Comprehensive TE insertion identification with WGS/WES data from multiple sequencing technics

Other

99 stars 23 forks source link

VCF output for xtea_long? #29

Open eyalmpeer opened 2 years ago

eyalmpeer commented 2 years ago

Hello and thank you for sharing this tool. I ran xtea_long, per the instructions on the xtea_long branch, on Pac Bio data. The final output was only txt files. Is it possible to generate the VCF files mentioned in the article that can aid in determining the zygosity of the insertions? Or any way to extract from the xtea_long output how many reads in the insertion location support the insertion and how many reads do not support it? Thanks.

simoncchu commented 2 years ago

Yeah, this is in my to-do-list. I'll export a vcf file format. For the current output, each column representation could be find here: https://github.com/parklab/xTea_paper/tree/main/run_tools/xTea/HG002. There is a intermediate file called candidate_list_from_clip.txt has the number of clipped reads (third column), but I didn't count the mapped...

xzhuo commented 2 years ago

Thanks for the pipeline, it is a very useful tool.

Follow up on the xtea_long output: why do the SVA insertion positions often start from a negative value? Like the 2nd line here: https://github.com/parklab/xTea_paper/blob/main/run_tools/xTea/HG002/HG002_hg38_Nanopore_xTea_SVA.txt

chr6 138775846 SVA None -1411:1274:+ None

Thank you very much!

simoncchu commented 2 years ago

negative value indicates the insertion is started/ended from the flanking region (likely to be transduction). But maybe also the reported annotation is incorrect.

xzhuo commented 2 years ago

Thanks for your swift reply! Are there ways to infer the correct consensus position for SVA?

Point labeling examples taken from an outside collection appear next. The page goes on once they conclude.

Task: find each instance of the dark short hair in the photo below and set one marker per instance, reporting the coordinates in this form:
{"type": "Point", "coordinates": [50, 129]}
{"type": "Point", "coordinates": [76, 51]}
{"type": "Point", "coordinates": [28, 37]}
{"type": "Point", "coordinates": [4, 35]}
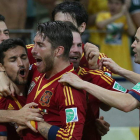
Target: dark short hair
{"type": "Point", "coordinates": [75, 9]}
{"type": "Point", "coordinates": [58, 34]}
{"type": "Point", "coordinates": [8, 44]}
{"type": "Point", "coordinates": [2, 18]}
{"type": "Point", "coordinates": [72, 27]}
{"type": "Point", "coordinates": [122, 1]}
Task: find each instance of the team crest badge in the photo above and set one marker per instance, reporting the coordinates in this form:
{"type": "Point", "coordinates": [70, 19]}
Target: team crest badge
{"type": "Point", "coordinates": [31, 86]}
{"type": "Point", "coordinates": [45, 98]}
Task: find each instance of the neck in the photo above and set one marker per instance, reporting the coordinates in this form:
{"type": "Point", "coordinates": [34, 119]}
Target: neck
{"type": "Point", "coordinates": [21, 90]}
{"type": "Point", "coordinates": [58, 66]}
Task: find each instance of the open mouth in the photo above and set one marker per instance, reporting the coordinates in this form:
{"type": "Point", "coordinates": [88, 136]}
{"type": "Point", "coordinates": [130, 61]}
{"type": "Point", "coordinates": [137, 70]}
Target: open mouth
{"type": "Point", "coordinates": [74, 58]}
{"type": "Point", "coordinates": [38, 60]}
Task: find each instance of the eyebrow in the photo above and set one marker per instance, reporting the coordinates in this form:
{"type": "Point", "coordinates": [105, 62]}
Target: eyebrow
{"type": "Point", "coordinates": [136, 38]}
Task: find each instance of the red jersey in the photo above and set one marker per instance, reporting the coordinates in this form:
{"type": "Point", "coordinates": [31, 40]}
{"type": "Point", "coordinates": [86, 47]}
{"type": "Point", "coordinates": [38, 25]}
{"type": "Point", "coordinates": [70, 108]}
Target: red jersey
{"type": "Point", "coordinates": [99, 78]}
{"type": "Point", "coordinates": [63, 106]}
{"type": "Point", "coordinates": [10, 103]}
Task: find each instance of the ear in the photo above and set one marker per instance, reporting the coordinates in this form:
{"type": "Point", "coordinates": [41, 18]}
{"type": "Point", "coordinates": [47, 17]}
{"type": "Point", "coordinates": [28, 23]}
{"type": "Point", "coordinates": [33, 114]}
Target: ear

simoncchu commented 2 years ago

It's not straightforward as the reference SVA annotation is fragmented and inaccurate (because of the tandem repeats expansion). For a simple way, just consider position 0 as the start position on the consensus, but it may be inaccurate.

evayfang2019 commented 6 months ago

Thank you, a useful tool for analyzing TEs. Can xtea_long now generate vcf file directly? I find my output is still classified_results*.txt. I don't know if I made a mistake.